Energy-Efficient Paints Can Reduce Urban Heat Islands, Smog and Greenhouse Gases

Heat-reflective wall coatings can also reduce stress on a home by minimizing the expansion and contraction of the home’s exterior walls, which occurs during intense fluctuations in temperature. It is a well-documented fact that heat-reflective coatings on flat roofs can substantially reduce utility bills depending on insulation, geography, sun orientation and other variables. This is why commercial cool-roof coatings are part of the California Energy Commission’s (CEC) Title 24 energy code. In 2008, the CEC is expected to include heat-reflective residential cool roofs as part of the state energy code. The next step in thermal envelope legislation could be energy-efficient wall coatings.

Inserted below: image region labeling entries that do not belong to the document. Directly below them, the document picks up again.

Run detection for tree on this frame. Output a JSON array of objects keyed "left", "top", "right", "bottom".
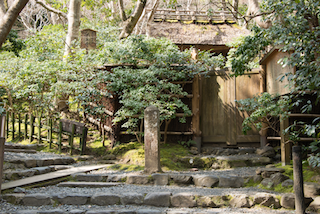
[{"left": 0, "top": 0, "right": 29, "bottom": 47}]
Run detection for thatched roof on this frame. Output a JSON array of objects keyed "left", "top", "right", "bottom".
[{"left": 150, "top": 22, "right": 250, "bottom": 45}]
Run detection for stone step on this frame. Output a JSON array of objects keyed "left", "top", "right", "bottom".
[
  {"left": 2, "top": 189, "right": 313, "bottom": 210},
  {"left": 1, "top": 164, "right": 110, "bottom": 190}
]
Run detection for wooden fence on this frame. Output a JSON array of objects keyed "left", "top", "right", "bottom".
[{"left": 6, "top": 112, "right": 88, "bottom": 155}]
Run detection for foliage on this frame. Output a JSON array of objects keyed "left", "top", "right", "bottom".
[{"left": 230, "top": 0, "right": 320, "bottom": 164}]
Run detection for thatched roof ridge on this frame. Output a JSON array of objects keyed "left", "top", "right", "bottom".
[{"left": 150, "top": 22, "right": 250, "bottom": 45}]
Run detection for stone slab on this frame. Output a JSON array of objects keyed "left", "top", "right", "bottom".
[
  {"left": 1, "top": 164, "right": 110, "bottom": 190},
  {"left": 57, "top": 181, "right": 123, "bottom": 188}
]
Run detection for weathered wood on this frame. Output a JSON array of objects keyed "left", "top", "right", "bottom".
[
  {"left": 192, "top": 75, "right": 201, "bottom": 152},
  {"left": 280, "top": 114, "right": 291, "bottom": 166},
  {"left": 23, "top": 114, "right": 28, "bottom": 140},
  {"left": 292, "top": 146, "right": 306, "bottom": 214},
  {"left": 0, "top": 137, "right": 5, "bottom": 195},
  {"left": 29, "top": 114, "right": 35, "bottom": 143}
]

Promoting the energy-saving benefits of heat-reflective wall coatings is Ferro Corporation Development Manager for Pigment Systems, Ken Loye, and Ferro Corporation, West Coast District Manager, Jimm Dunn. “In many instances we see more heat penetrating through walls than through roofs, especially in the downtown areas of big cities,” said Dunn. “We think reflextive walls would benefit many industry segments.”

Former Rohm and Haas chemist and Cool Roof Rating Council (CRRC) Technical Chairman, Bill Kirn, wrote a report called, Cool Roof Coatings to Reduse Energy Demand and Temperature in an Urban Environment. In that report, Kirn concluded that once a roof had been coated with a white, reflective membrane then it was no longer the principle source of solar heat. Exterior walls were now the leading contributor of heat ingress.

Impact on the Consumer

Most paint companies that sell green coatings promote low VOCs, which is a good feature but does nothing to impact the consumer in a monetary or environmental manner. Low-VOC coatings sold at retail level are not energy-efficient, do not lower radiant heat transfer or monthly utility bills. At a recommended DFT of 1.4 – 1.8 mils in two coats, there are more repaint cycles and, therefore, more VOCs in the atmonsphere. Every time a home is repainted there is additional energy consumption, resources and labor costs. Left over paint ends up contaminating landfills and water streams. Extra gas and electricity are used to drive trucks, operate pressure cleaners, run spray rigs and blend coatings. By repeatedly coating walls, there is a negative effect on the environment. It makes little sense specifying low-VOC coatings with low-film builds if walls have to be frequently recoated.


Paint manufacturers need to see the huge benefits of producing energy-efficient coatings from both an environmental and financial standpoint. Consumers benefit from lower utility bills and fewer paint cycles, and the environment benefits by lower greenhouse emissions. According to the head of the Heat Islands Research Project at LBNL, Ph. d. scientist Hashem Akbari, estimates that for every 1kWh of electricity saved, approximately 663 g of CO2 is also saved. Just imagine the enormous savings in CO2 emissions if millions of U.S. homes were coated with heat-reflective paint.